Emily Fisher profile

Dr Emily Fisher.jpg

Emily Fisher

University of Surrey (2015 - 2019 )

Supervisor(s)

Professor Bran Nicol

Thesis

Gothic Faultlines: Multimodal American Literature and the Collective Reading Enterprise

About

PhD Thesis Abstract

The Gothic in the post-millennial period offers writers an anchoring point, a site of familiarity for the reader, in the midst of an evolving culture of reading. Moving beyond recognising the binary conception of old vs new media, at stake in this thesis is the reader’s approach to the text in light of digital developments to reading habits. The evolution of digital technologies that have influenced approaches to reading include our ability to process vast amounts of data in quick succession through hyperlinks, and the capacity to locate relevant data amongst an endless flow in a non-linear, multi-cursal format: recognised as ‘browsing or ‘surfing’ the web. This style of reading is indicative of the pathways through a labyrinth: a key motif for the digital posited by a range of critics included in this thesis such as Pierre Lèvy (1997), Espen J. Aarseth (1997), N. Katherine Hayles (2008) and Marie-Laure Ryan (2015). For the post-millennial novel, it is the changes that have occurred in light of digital reading practices that has led to the re-birth of the reader, not as an individual, but as a collective. Readers of the multimodal novel are driven by the physical responses required of them by the Gothic mode in a moment of boundary transgression of the storyworld and actual world: a Gothic faultline.
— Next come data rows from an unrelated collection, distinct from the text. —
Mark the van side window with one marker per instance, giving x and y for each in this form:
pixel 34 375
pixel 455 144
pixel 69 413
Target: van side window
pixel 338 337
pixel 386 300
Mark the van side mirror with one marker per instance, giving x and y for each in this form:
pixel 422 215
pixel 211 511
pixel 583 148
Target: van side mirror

My thesis locates the authors’ use of familiar Gothic tropes in Mark Z. Danielewski’s House of Leaves (2000), Bret Easton Ellis’ Lunar Park (2005), JJ Abrams’ and Doug Dorst’s S. (2013) and Zachary Dodson’s Bats of the Republic (2015) as a way of situating the reader in familiar territory. These tropes anchor the reader’s navigation through complex narrative structures. It is then possible to identify the moment at which the reader becomes conscious of their direct involvement in the storyworld, an affective and physical experience that can be conceptualised through the Lacanian term extimacy. Spanning both the interior of the print novel and external digital platforms that expand the storyworld, I conceptualise the reader’s experience using Garrett Stewart’s (1997) ‘Gothic of reading’ to underpin the process of activation a reader of Gothic fiction experiences. Consequently, I argue that the reader is no longer a mere consumer of entertainment, but an investigator, collaborator, code-breaker, and sometimes even a translator. The Gothic, it seems, is the ideal mode to capture both the anxieties of the digital present whilst harnessing recognisable forms to ease readers into the demands of the multimodal novel.

Post PhD 

Since completing her PhD, Emily has worked in both teaching and research roles at the University of Surrey, University of Southampton and Newman University. Alongside academic roles, she founded an online learning platform called The Learn Lab which has been featured in the national press.